Now, the question is: what’s the maximum number of terms this sequence can have?

Let’s try to figure this out together.

First, let’s write down the implications of our rules:

  • $a_6 > a_1$
  • $a_1 > a_7 > a_2$
  • $a_2 > a_8 > a_3$
  • $a_3 > a_9 > a_4$
  • $a_4 > a_{10} > a_5$
  • $a_5 > a_{11} > a_6$

Do you see what’s happening here? If we look at these inequalities as a whole, we see a sequence of numbers that is decreasing, but there’s a problem. $a_6$ is appearing twice, and it’s both smaller and larger than $a_{11}$. That’s a contradiction!
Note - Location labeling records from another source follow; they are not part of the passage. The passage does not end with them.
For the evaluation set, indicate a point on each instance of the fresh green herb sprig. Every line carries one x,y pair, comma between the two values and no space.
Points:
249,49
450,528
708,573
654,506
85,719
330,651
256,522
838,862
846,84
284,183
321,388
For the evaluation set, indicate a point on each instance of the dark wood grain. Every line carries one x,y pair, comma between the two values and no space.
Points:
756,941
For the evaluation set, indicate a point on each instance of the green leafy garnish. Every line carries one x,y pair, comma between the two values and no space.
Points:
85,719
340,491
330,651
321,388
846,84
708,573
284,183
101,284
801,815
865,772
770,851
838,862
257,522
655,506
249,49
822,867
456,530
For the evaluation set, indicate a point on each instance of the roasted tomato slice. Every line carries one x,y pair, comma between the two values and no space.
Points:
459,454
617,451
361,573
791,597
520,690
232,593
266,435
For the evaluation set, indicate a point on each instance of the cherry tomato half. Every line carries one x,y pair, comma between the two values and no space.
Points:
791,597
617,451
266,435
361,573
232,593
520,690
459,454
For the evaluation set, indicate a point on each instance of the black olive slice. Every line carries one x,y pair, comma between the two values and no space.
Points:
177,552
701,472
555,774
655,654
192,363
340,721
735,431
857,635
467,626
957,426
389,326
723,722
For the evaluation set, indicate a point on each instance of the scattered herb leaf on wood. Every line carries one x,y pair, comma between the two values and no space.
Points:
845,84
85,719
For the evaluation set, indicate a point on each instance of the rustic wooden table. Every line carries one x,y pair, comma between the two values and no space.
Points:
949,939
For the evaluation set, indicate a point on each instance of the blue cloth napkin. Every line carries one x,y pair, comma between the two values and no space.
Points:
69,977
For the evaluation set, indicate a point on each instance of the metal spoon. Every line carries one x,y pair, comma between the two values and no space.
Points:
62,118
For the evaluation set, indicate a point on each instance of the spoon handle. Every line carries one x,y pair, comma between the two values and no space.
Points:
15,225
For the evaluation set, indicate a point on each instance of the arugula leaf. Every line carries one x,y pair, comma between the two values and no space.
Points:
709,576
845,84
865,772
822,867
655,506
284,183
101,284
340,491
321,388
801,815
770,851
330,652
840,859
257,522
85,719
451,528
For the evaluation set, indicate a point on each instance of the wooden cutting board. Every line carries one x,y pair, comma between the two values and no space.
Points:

So, we can conclude that our sequence cannot have an $a_{11}$. Therefore, the sequence can have at most 10 terms.

Let’s check if a sequence with 10 terms can satisfy our rules. Let’s take the numbers from 1 to 10 and arrange them in descending order. Then, we distribute them to the terms $a_1$ to $a_{10}$ like this:

$a_6, a_1, a_7, a_2, a_8, a_3, a_9, a_4, a_{10}, a_5 = 10, 9, 8, 7, 6, 5, 4, 3, 2, 1$

So, our sequence becomes: $a_1, a_2, a_3, a_4, a_5, a_6, a_7, a_8, a_9, a_{10} = 9, 7, 5, 3, 1, 10, 8, 6, 4, 2$

And voila! We have our magic sequence of 10 terms that follows our special rules.

I hope you enjoyed this journey into the world of math Olympiad problems. Remember, math is not just about numbers, it’s also about patterns and logic. So, keep exploring and happy problem-solving!